As its first female corporate officer, Yancey helped lead the Fortune 200 company through a period of unprecedented change, including expansion within Europe and to areas such as Australia, as well as strategic divestitures from some of the firm’s long-held assets.
“I learned that status quo is not always an option,” she says. “Finance has become much more strategic. You’re partnering with the business on operations, technology, expansion — finance uses the data to predict trends.”
CEO Paul Donahue credits Yancey with helping steer GPC through “uncharted waters.”
“The business began to change, and we had to change,” he says. “We made some really difficult decisions. … But today, we are much better positioned than we were a decade ago for making all those tough decisions. And Carol was front and center on every one of those.”
Those decisions quite literally paid off: during Yancey’s tenure as CFO, the newly restructured company’s sales grew from $13 billion to more than $20 billion, leading the Atlanta Business Chronicle to name her Public Company CFO of the Year in 2020.
Schraudenbach says GPC was the fortunate beneficiary of Yancey’s elite business mind.
“Carol would have been successful wherever she went,” he says. “She’s very smart, (but) she’s also very intuitive. Her ability to quickly assess what’s going on, beyond the financial data, is a true skill. She can cut through everything and get to the main issues.
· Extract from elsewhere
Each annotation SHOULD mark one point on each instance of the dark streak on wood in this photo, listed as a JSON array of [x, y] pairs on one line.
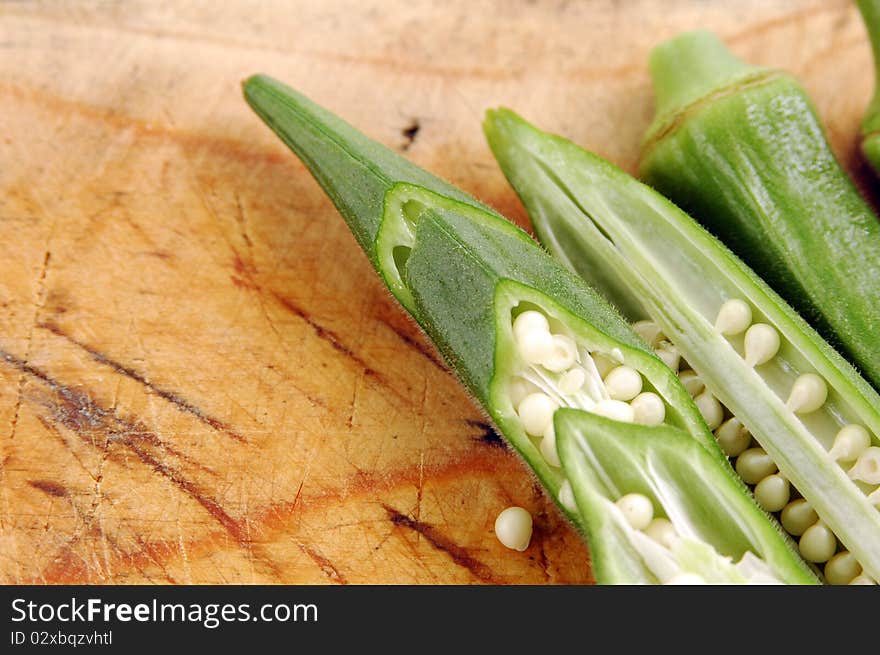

“She’s great at seeing the forest, not just the trees,” Schraudenbach adds. “But she can also see the trees.”
‘A lot more dinners at home’
In 2022, after more than three decades at the company, Yancey retired from Genuine Parts Company.
“Everybody was worried,” admits her friend and GPC board member Donna Hyland. “We were all thinking, ‘My gosh, how in the world is Genuine Parts going to function without Carol Yancey?’ She was just so core to the culture. You could feel Carol everywhere you went.”
Unsurprisingly, Yancey had planned ahead.
“She put such a strong team in place, placed all the right people there,” says Hyland, president and CEO of Children’s Healthcare of Atlanta. “Certainly, people missed her — but there were no ramifications for the company. Everything kept right on going.”
Retirement ushered in a new phase of life for Carol and Mike, as well as their children, David, Jennifer and Heather. The schedule is different, but no less demanding.

In addition to serving on multiple corporate boards, Yancey is a director for the Boy Scouts of America’s Atlanta Area Council and a member of Terry’s Dean’s Advisory Council. She makes time for volunteer engagements — come Christmastime, it’s common to find her ringing the Salvation Army bell — and participates in Terry initiatives such as the Professional Women’s Conference.
But there’s more time to unwind, as well. “We are doing a whole lot more travel,” says Yancey. “We have a lake house, and we spend a lot of time there. We are able to spend a lot more time with our families and help out our parents.”
Still massive baseball fans, “we have Braves season tickets,” she adds. “Last year, we went to 50 games. … And (there are) a lot more dinners at home together.”
Perhaps most meaningful to Yancey is providing mentorship to students and young professionals — sharing hard-earned wisdom with the next generation to help them harness their abilities and identify their passions.
Speaking to a Tull class in February, Yancey reflected on the most important lesson she learned over the course of her career: “It’s not accounting,” she said. “It’s not numbers. It’s people.”
As the class ended, students approached to introduce themselves, ask questions and solicit advice. Yancey happily obliged, speaking to each of them at length, offering guidance and exchanging contact information.
“I learn so much from being around younger talent, being around students,” she says. “Whether you’re mentoring or being mentored, it goes both ways.”
After all, who knows? One of them may well be the next Carol Yancey.